G-test Calculator (Likelihood-Ratio Test)
This calculator implements the statistical G-test (likelihood-ratio test) for categorical data. It is not related to medical or prenatal screening products sometimes called “G-test”.
Use it to compute the G statistic, degrees of freedom and p-value for goodness-of-fit problems and contingency tables (tests of independence).
G-test calculator
All inputs are counts (frequencies). Use comma or dot as decimal separator; counts are rounded to non-negative numbers.
Between 2 and 10 categories.
For “custom expected”, the calculator rescales your expected counts to match the total sample size.
df = k − 1 − parameters. For many textbook problems this is 0.
Output uses the chi-square approximation to obtain the p-value.
G-test formula (likelihood-ratio test)
The G-test compares observed counts with expected counts under a null hypothesis. The test statistic is
\( G = 2 \sum_i O_i \ln\left(\dfrac{O_i}{E_i}\right) \)
- \( O_i \) = observed count in cell i
- \( E_i \) = expected count in cell i under the null hypothesis
For contingency tables, the sum runs over all cells \((i, j)\) and the same formula applies:
\( G = 2 \sum_{i,j} O_{ij} \ln\left(\dfrac{O_{ij}}{E_{ij}}\right) \)
Under standard conditions (independent observations, not-too-small expected counts), G is approximately chi-square distributed with the same degrees of freedom as the corresponding chi-square test.
G-test for goodness-of-fit
In a goodness-of-fit setting you test whether observed frequencies follow a specific theoretical distribution (uniform, binomial, Poisson, etc.) or specified probabilities. You provide:
- observed counts \( O_1, \dots, O_k \)
- expected pattern under the null \( E_1, \dots, E_k \) (or probabilities)
The degrees of freedom are typically \( k - 1 - m \), where \( k \) is the number of categories and \( m \) is the number of parameters estimated from the data (for example, estimating a mean or rate).
G-test of independence (contingency table)
For an \( r \times c \) contingency table of counts, the null hypothesis is that the row and column variables are independent. The expected count in cell \((i,j)\) is
\( E_{ij} = \dfrac{(\text{row total}_i) \cdot (\text{column total}_j)}{\text{grand total}} \)

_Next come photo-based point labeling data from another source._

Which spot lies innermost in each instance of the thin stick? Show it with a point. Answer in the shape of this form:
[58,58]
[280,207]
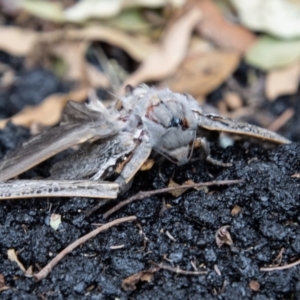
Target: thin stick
[282,119]
[47,269]
[288,266]
[142,195]
[176,270]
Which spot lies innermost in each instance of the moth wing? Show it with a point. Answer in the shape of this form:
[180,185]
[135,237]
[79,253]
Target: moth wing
[53,141]
[218,123]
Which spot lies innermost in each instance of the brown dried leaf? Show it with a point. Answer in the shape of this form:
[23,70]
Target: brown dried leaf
[166,59]
[129,283]
[283,81]
[254,285]
[147,165]
[175,193]
[198,75]
[12,256]
[223,236]
[17,41]
[217,29]
[48,112]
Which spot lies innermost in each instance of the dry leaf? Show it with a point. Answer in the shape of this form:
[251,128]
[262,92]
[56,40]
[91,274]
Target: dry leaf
[129,283]
[198,75]
[22,42]
[147,165]
[223,236]
[254,285]
[166,59]
[73,54]
[48,112]
[12,256]
[236,210]
[137,47]
[277,17]
[224,34]
[95,77]
[103,9]
[175,193]
[283,81]
[47,10]
[55,221]
[17,41]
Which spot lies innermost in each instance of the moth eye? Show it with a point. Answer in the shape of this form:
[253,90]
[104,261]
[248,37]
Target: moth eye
[175,122]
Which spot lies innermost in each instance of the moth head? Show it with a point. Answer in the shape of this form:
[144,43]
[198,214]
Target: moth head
[170,124]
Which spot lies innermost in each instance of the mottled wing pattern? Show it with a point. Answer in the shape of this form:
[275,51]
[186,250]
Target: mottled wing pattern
[218,123]
[55,140]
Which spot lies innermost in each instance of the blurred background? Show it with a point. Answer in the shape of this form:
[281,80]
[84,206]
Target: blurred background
[239,57]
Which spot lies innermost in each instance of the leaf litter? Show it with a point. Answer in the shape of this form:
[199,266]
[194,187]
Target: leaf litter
[262,213]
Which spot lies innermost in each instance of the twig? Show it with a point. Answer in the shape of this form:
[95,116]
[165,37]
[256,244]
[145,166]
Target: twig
[47,269]
[282,119]
[142,195]
[288,266]
[176,270]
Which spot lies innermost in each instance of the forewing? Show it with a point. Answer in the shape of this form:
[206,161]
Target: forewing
[55,140]
[221,124]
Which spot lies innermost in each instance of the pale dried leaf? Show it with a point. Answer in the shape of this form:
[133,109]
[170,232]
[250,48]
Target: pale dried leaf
[271,53]
[47,10]
[137,47]
[55,221]
[103,9]
[233,100]
[17,41]
[216,28]
[48,112]
[95,77]
[277,17]
[166,59]
[12,256]
[283,81]
[72,54]
[199,75]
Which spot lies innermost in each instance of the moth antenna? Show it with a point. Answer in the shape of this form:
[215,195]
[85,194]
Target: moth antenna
[193,146]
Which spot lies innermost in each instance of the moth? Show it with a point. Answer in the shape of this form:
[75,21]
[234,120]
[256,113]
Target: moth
[116,141]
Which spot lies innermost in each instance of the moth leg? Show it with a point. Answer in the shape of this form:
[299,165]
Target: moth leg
[205,145]
[140,155]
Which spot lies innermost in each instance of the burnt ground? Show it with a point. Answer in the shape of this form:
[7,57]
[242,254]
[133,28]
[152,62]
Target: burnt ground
[268,221]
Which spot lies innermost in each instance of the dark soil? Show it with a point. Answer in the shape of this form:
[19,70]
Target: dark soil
[268,222]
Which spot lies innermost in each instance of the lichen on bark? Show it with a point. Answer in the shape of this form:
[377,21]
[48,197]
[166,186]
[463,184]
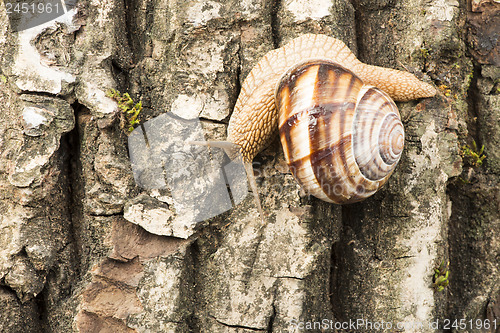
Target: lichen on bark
[72,262]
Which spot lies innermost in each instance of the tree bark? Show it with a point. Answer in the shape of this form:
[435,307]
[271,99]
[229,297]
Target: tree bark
[84,249]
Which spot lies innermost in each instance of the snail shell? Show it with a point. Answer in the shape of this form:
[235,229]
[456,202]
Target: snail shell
[341,138]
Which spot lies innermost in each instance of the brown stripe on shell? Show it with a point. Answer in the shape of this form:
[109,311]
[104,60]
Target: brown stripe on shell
[317,103]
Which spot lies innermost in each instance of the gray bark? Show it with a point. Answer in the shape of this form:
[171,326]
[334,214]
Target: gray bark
[73,258]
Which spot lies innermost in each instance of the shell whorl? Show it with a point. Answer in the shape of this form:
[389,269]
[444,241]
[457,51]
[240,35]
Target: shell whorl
[341,138]
[255,119]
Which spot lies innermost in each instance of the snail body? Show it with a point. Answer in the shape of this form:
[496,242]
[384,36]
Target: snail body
[340,130]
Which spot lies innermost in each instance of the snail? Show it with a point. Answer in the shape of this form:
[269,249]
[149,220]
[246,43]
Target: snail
[340,130]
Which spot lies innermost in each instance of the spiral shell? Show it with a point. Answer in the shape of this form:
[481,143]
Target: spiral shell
[342,139]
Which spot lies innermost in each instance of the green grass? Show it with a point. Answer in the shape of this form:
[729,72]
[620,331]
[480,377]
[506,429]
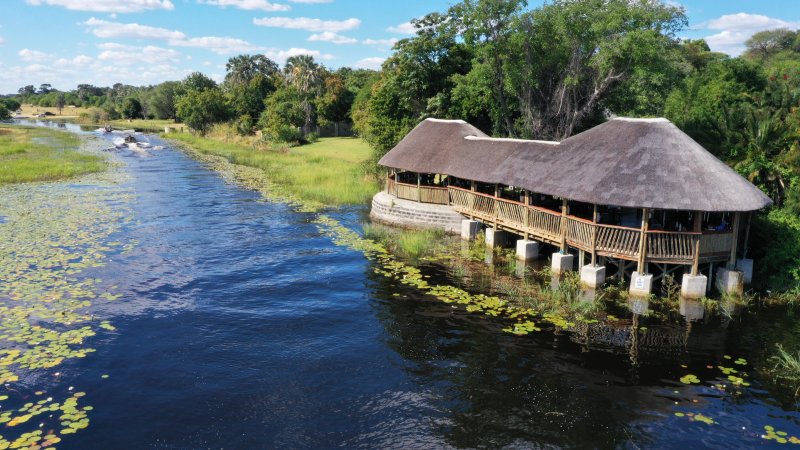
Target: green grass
[410,244]
[38,154]
[328,172]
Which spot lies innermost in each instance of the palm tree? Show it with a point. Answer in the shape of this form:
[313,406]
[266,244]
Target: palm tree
[307,77]
[243,68]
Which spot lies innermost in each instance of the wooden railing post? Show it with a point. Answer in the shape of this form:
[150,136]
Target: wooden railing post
[642,265]
[564,212]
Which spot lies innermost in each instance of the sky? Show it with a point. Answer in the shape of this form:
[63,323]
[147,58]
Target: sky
[141,42]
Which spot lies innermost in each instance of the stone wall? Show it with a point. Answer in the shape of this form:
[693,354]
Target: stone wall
[390,210]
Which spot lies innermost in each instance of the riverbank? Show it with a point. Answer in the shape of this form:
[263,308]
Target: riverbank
[329,172]
[38,154]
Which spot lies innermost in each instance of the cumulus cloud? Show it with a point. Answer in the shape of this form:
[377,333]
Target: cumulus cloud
[106,29]
[139,56]
[218,45]
[735,29]
[282,55]
[249,5]
[380,42]
[304,23]
[110,6]
[403,28]
[332,37]
[373,63]
[29,55]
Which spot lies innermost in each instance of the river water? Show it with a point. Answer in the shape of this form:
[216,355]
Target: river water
[241,326]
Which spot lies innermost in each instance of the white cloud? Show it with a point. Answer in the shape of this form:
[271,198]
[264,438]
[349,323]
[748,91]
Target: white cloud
[218,45]
[373,63]
[141,56]
[304,23]
[105,29]
[110,6]
[29,55]
[403,28]
[380,42]
[736,29]
[249,5]
[330,36]
[281,55]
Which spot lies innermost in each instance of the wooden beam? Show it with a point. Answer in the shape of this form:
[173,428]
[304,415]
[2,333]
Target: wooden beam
[737,219]
[642,266]
[594,237]
[564,212]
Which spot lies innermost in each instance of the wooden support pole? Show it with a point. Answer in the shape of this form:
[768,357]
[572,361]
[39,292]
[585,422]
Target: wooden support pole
[564,212]
[419,187]
[737,219]
[594,237]
[746,235]
[642,266]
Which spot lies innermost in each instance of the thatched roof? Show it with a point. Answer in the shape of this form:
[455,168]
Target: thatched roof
[623,162]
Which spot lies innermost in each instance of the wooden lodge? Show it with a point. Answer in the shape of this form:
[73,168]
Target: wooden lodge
[635,193]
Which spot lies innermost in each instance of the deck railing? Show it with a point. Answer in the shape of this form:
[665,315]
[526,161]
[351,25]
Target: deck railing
[424,194]
[605,240]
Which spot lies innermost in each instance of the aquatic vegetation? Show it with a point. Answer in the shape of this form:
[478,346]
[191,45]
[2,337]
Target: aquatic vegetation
[38,154]
[51,235]
[786,367]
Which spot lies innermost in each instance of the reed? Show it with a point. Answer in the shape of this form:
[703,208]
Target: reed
[30,154]
[327,172]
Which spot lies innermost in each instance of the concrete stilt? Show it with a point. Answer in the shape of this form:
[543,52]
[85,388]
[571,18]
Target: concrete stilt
[593,276]
[563,262]
[469,229]
[527,250]
[746,267]
[693,286]
[730,281]
[641,284]
[497,238]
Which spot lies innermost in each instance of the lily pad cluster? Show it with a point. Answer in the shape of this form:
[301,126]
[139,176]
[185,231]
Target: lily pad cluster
[50,236]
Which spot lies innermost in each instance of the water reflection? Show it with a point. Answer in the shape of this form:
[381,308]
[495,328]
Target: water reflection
[692,309]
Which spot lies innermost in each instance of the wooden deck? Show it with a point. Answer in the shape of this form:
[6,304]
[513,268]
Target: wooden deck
[665,247]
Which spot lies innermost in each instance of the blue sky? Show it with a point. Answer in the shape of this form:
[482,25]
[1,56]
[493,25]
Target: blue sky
[66,42]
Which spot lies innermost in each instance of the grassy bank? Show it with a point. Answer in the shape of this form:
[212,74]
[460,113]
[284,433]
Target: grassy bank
[328,172]
[38,154]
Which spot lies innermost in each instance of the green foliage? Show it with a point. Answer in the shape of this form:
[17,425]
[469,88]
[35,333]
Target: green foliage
[131,108]
[775,245]
[201,109]
[284,115]
[33,154]
[328,172]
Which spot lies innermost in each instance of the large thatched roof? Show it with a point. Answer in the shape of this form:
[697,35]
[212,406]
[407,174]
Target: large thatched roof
[624,162]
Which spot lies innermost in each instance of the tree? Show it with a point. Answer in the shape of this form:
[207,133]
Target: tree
[306,76]
[242,69]
[131,108]
[200,109]
[766,43]
[196,81]
[163,98]
[283,115]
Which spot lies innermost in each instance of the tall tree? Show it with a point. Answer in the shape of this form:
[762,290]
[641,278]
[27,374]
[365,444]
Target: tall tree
[306,76]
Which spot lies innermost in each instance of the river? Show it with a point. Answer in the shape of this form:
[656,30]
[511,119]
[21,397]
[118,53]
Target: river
[240,325]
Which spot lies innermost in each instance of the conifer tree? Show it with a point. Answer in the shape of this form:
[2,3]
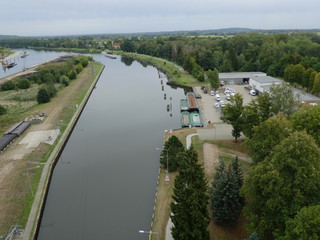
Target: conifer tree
[226,202]
[172,147]
[189,210]
[238,171]
[253,236]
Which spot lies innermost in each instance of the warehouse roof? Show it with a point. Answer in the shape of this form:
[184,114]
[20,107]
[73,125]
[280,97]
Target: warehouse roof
[233,75]
[266,79]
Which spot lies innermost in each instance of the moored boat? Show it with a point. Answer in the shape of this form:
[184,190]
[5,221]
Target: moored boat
[184,105]
[185,122]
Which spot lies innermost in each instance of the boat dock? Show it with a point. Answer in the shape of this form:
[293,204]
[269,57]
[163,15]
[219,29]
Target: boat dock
[192,103]
[184,105]
[190,116]
[108,55]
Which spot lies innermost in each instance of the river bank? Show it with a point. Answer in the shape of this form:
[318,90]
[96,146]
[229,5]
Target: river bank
[38,205]
[16,198]
[174,73]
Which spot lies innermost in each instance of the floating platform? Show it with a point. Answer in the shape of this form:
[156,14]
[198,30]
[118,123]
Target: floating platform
[185,121]
[184,105]
[195,119]
[192,103]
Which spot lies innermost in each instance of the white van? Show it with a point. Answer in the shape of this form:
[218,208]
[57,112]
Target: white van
[252,92]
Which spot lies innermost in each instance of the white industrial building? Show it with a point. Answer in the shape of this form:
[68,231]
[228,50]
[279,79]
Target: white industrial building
[239,77]
[263,83]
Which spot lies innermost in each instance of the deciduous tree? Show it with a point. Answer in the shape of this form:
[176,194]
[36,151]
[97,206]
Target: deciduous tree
[282,184]
[233,113]
[308,119]
[266,136]
[304,226]
[190,199]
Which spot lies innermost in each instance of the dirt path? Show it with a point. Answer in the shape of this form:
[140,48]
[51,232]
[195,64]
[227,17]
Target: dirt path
[13,161]
[210,155]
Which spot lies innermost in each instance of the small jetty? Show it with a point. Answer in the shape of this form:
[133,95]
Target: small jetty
[108,55]
[14,132]
[192,103]
[185,121]
[195,119]
[190,116]
[184,105]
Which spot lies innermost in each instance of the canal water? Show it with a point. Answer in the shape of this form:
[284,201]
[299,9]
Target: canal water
[104,184]
[35,58]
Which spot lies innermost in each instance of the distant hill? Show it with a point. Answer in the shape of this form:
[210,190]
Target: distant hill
[222,31]
[8,37]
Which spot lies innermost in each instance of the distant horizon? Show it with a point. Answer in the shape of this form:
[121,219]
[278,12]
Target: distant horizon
[63,17]
[242,30]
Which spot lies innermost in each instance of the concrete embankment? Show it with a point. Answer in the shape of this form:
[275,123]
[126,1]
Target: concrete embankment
[34,219]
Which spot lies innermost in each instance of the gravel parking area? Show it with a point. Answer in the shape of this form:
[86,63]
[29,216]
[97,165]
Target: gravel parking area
[206,102]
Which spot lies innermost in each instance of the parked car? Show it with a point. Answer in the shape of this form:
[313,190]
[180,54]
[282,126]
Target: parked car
[252,92]
[197,95]
[229,91]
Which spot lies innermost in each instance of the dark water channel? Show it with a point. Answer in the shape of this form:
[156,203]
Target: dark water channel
[35,57]
[104,184]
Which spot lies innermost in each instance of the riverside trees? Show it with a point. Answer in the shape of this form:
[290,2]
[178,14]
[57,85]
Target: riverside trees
[190,199]
[284,182]
[226,202]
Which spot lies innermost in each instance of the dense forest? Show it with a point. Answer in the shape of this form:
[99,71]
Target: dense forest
[294,57]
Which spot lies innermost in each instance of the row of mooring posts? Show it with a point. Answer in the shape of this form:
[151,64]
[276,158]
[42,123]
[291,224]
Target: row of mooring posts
[169,106]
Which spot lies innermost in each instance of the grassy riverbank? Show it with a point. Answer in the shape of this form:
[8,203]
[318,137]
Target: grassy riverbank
[224,149]
[18,196]
[174,73]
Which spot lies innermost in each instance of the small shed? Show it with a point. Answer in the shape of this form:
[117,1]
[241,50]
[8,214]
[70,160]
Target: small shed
[239,77]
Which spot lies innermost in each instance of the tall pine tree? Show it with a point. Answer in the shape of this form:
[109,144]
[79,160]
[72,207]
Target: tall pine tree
[226,202]
[190,194]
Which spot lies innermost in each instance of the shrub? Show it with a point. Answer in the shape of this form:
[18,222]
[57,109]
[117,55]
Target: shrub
[51,90]
[3,110]
[84,62]
[23,83]
[79,68]
[43,96]
[64,80]
[72,74]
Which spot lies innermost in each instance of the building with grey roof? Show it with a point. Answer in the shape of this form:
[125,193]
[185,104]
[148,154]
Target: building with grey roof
[239,77]
[263,83]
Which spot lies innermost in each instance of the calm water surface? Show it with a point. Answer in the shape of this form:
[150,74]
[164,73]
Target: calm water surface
[35,57]
[104,184]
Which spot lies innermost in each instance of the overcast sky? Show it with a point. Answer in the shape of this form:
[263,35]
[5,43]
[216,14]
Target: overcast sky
[66,17]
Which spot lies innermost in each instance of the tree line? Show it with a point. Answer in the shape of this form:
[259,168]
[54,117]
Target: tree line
[48,78]
[280,195]
[294,57]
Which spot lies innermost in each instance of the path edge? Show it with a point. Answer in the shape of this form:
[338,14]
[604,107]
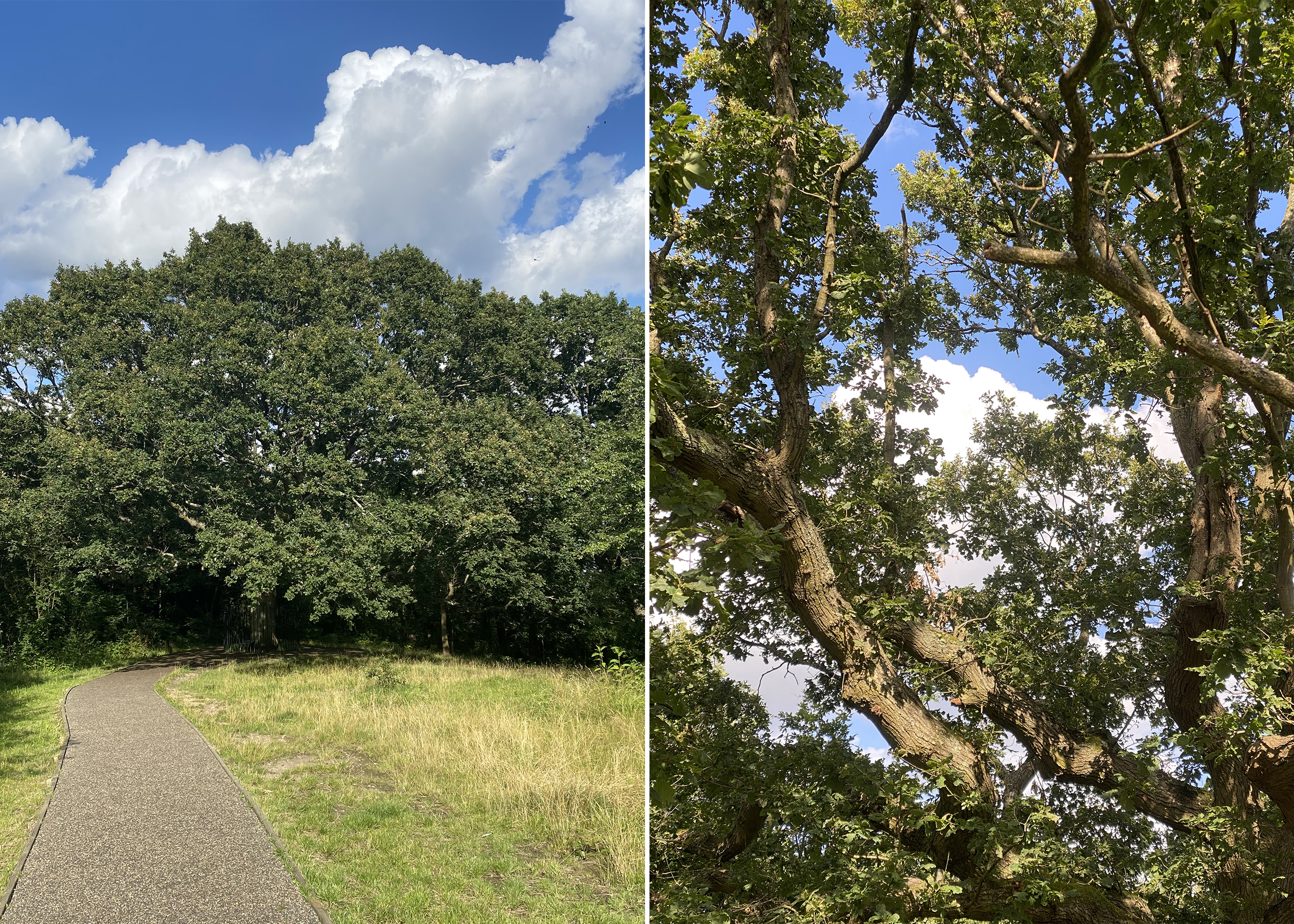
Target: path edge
[41,818]
[316,905]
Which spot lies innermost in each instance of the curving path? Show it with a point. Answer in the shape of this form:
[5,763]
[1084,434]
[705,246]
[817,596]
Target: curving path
[145,826]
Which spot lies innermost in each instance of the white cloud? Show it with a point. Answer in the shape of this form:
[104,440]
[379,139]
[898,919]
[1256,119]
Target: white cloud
[419,148]
[781,686]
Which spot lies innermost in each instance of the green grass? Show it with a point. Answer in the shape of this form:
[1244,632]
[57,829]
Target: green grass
[439,791]
[31,733]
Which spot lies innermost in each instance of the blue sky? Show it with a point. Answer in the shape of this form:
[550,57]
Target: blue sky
[513,173]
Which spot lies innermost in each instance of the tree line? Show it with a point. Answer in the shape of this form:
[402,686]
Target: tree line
[1103,729]
[262,444]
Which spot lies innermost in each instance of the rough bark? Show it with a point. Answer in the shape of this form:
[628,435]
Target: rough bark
[263,630]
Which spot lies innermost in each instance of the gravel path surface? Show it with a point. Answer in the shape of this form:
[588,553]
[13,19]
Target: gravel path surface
[145,825]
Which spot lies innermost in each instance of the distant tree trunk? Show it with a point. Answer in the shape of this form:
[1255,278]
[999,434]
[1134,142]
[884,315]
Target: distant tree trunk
[444,618]
[263,623]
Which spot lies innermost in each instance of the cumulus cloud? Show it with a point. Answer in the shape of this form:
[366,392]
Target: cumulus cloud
[421,148]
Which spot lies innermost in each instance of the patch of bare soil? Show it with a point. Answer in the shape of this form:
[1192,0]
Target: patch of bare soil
[277,768]
[364,769]
[200,704]
[256,738]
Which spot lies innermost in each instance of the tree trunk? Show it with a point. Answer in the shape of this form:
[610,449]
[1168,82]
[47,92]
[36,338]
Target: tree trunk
[444,618]
[263,623]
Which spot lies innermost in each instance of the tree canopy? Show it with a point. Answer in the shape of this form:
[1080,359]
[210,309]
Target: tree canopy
[304,440]
[1104,730]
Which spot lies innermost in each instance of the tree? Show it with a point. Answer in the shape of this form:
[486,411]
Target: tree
[312,439]
[1103,173]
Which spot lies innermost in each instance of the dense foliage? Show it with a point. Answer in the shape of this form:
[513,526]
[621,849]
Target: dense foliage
[1104,729]
[300,440]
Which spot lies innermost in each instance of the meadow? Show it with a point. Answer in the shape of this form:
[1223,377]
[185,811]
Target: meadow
[439,790]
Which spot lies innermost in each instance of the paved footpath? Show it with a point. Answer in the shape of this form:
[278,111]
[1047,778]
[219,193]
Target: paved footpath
[145,826]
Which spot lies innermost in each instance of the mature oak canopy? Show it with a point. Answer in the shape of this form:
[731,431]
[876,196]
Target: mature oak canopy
[324,442]
[1100,179]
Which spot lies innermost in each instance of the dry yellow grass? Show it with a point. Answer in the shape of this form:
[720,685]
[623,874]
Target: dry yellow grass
[547,763]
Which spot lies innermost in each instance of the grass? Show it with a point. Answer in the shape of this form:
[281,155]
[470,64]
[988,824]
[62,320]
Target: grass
[31,733]
[435,790]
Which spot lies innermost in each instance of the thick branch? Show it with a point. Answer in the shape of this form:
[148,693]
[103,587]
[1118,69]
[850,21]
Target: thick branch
[1156,310]
[1062,752]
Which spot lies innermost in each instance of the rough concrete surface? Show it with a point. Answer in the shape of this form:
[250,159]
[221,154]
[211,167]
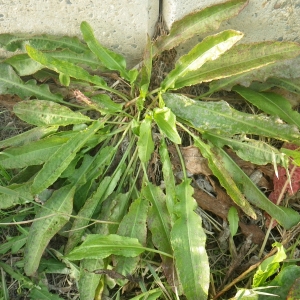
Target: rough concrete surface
[121,25]
[260,20]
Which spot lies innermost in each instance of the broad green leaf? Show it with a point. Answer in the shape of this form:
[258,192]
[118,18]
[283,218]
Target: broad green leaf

The degrees of freedom are \( \text{df} = (r - 1)(c - 1) \), exactly as for the Pearson chi-square test of independence.
G-test vs chi-square test
The Pearson chi-square test uses the statistic \( \chi^2 = \sum (O - E)^2 / E \), whereas the G-test uses the likelihood-ratio statistic \( G = 2 \sum O \ln(O/E) \). For large samples they are asymptotically equivalent and usually lead to very similar p-values.
- The G-test arises naturally from likelihood-ratio principles and is convenient in log-linear models and generalized linear modeling.
- The chi-square test is more familiar and historically widespread in introductory courses.
- For small samples, both tests rely on approximations; exact or Monte Carlo methods are often recommended.
Assumptions and common pitfalls
- Independence: Each observation contributes to exactly one cell and does not depend on other observations.
- Expected counts: Expected cell counts should not be too small (rules of thumb often require most \( E_i \) ≥ 5).
- Sparse tables: Many structural zeros or very sparse tables may violate the chi-square approximation; consider exact tests or specialized modeling.
Important: This page concerns the statistical G-test for categorical data. It is not intended for medical diagnostics or prenatal screening and does not replace professional advice.